As CIN is an event occurring early in tumor development and has strong implications in tumor resistance to cytotoxic anticancer drugs (Pikor et al., 2013; Vargas-Rondón et al., 2017), its exploitation for therapeutic purposes requires fundamental understanding of the abnormal molecular pathways driving CIN. CIN may be exploited therapeutically in multiple ways: (1) by reducing CIN to hinder tumor adaptability and development of drug resistance, (2) by increasing CIN to produce unsustainable karyotypes leading to cell death, or (3) by targeting the CIN-tolerance mechanisms acquired by tumor cells (Thompson et al., 2017; Sansregret et al., 2018). Multiple compounds such as anaphase promoting complex/cyclosome inhibitors (reduce CIN by prolonging metaphase/mitotic exit), spindle assembly checkpoint inhibitors (induce CIN by premature mitotic exit) or Aurora kinase inhibitors (induce CIN by inhibiting chromosome alignment and spindle assembly) show promising results in preclinical and/or early clinical studies (Thompson et al., 2017). Multiple of the ncRNAs described here could similarly be targeted to increase or decrease the basal level of CIN in cancer cells. ncRNAs are furthermore involved in CIN tolerance mechanisms. One such mechanism to compensate for the negative effects of aneuploidy is gene dosage compensation. For example, the OncomiR-1 cluster miRNAs miR-17, miR-19a, and miR-20a have been found to be involved in the compensation for increased copy numbers of proto-oncogene MYC. Accordingly, the inhibition of these miRNAs caused cytotoxicity that was stronger in cells with higher copy numbers of MYC (Acón et al., 2021). The OncomiR-1 cluster has furthermore been shown to form a feedback loop with signal transducer and activator of transcription 3 (Jo et al., 2014; Acón et al., 2021), indicating a broader role for this cluster in gene dosage compensation.

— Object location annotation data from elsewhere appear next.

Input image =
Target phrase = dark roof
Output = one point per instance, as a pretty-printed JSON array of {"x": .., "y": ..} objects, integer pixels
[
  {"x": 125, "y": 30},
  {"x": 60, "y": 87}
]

The different modes of targeting CIN in cancer further imply that good biomarkers for CIN are urgently needed for patient stratification. Monitoring of ncRNAs such as cenRNAs, the levels of which are thought to increase prior to CIN occurrence (Ting et al., 2011; Chan et al., 2017; Ichida et al., 2018) could deliver such much needed markers in the near future.

Thus, the ncRNAs described here not only grant a better understanding of mechanisms leading to CIN but also further expand the possibilities for its therapeutic targeting. Increasing use of large-scale sequencing has immensely helped in a better understanding of the chromosomal changes incorporated in different cancers. However, different emerging factors including ncRNAs have been reported in regulating chromosomal stability directly or indirectly, thereby fueling the tumor heterogeneity and propagating the karyotype diversity that is important to understand to find better treatment strategies.